Realizado o julgamento, foi proferida sentença que decidiu não se verificar a alegada prescrição dos créditos peticionados e que, julgando o pedido parcialmente procedente, condenou o réu a pagar: (i) à autora A, a quantia de 23.443,50 euros, acrescida de juros moratórios contados da data da citação até integral pagamento, à taxa de 7% ao ano até 30/04/03 e de 4%, posteriormente, sem prejuízo de outra que legalmente venha a ser fixada; (ii) à autora C, a quantia de 20.450,71 euros, acrescida de juros moratórios contados da data da citação até integral pagamento, à taxa de 7% ao ano até 30/04/03 e de 4%, posteriormente, sem prejuízo de outra que legalmente venha a ser fixada; (iii) à autora B, a quantia de 26.935,09 euros, acrescida de juros moratórios contados da data da citação até integral pagamento, à taxa de 7% ao ano até 30/04/03 e de 4%, posteriormente, sem prejuízo de outra que legalmente venha a ser fixada.

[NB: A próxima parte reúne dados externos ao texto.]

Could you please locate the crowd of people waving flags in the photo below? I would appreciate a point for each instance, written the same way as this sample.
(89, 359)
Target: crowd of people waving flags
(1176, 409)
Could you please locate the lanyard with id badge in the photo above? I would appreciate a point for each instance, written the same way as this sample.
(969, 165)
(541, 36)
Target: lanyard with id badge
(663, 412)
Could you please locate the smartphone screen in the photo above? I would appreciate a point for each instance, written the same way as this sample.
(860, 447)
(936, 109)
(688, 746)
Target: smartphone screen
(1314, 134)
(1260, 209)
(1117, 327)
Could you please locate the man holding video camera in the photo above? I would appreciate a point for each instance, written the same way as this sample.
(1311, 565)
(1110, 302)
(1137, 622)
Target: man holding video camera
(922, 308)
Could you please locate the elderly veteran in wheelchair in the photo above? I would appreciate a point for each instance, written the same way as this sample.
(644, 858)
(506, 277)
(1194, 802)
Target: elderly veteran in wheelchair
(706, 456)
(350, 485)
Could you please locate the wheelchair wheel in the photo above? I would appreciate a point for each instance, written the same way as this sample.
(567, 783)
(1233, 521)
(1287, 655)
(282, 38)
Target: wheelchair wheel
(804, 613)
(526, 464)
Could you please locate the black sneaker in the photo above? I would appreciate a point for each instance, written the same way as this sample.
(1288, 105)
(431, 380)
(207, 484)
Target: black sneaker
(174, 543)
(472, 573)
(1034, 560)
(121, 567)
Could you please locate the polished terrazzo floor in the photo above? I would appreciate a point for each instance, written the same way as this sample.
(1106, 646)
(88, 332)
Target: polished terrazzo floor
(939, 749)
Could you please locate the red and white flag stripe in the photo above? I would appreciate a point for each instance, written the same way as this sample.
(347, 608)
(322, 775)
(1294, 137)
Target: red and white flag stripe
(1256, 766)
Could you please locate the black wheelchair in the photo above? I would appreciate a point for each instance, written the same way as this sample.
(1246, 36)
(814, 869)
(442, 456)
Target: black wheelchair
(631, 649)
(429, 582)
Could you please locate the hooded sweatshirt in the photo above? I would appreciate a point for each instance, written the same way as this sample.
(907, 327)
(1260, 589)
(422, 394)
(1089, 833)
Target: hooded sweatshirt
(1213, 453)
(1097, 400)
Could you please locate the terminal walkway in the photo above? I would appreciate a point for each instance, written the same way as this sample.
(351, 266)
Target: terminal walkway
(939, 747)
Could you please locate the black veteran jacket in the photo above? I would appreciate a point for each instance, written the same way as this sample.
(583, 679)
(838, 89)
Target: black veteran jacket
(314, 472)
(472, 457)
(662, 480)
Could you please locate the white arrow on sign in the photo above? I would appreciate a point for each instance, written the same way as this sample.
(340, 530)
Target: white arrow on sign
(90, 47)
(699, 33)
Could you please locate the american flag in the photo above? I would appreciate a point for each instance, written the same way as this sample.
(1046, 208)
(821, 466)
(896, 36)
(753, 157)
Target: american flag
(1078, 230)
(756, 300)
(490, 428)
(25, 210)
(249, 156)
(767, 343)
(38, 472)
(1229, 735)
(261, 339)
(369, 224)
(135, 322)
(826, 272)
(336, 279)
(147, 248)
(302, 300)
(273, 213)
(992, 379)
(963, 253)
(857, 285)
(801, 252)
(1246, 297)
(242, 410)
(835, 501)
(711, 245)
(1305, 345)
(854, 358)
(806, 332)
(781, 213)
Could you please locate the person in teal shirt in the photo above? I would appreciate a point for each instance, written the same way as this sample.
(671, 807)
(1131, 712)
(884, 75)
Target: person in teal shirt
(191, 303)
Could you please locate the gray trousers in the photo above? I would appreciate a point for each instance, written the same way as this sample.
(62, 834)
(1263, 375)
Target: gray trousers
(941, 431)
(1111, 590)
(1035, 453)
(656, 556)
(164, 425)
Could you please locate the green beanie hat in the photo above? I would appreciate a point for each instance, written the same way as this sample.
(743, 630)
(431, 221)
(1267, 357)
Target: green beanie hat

  1. Inconformadas, as autoras apelaram, defendendo o direito à indemnização por despedimento ilícito quanto às autoras A e C, o direito à indemnização por violação do direito a férias, previsto no artigo 13.º do Decreto-Lei n.º 874/76, de 28 de Dezembro, bem como o direito à indemnização por danos não patrimoniais, resultante do não gozo de férias e da licença da maternidade, esta quanto às autoras A e B, e do estado de angústia e receio provocado pela precariedade do vínculo que as ligava à DGV, tendo a Relação julgado parcialmente procedente a apelação, condenando o réu a pagar («para além, como é óbvio, das quantias referidas na sentença proferida na 1.ª instância»), a título de indemnização por danos não patrimoniais, à autora A, a quantia de 10.000 euros, e à autora B, a quantia de 5.000 euros, quantias acrescidas de juros moratórios à taxa legal, a partir da citação e até integral pagamento.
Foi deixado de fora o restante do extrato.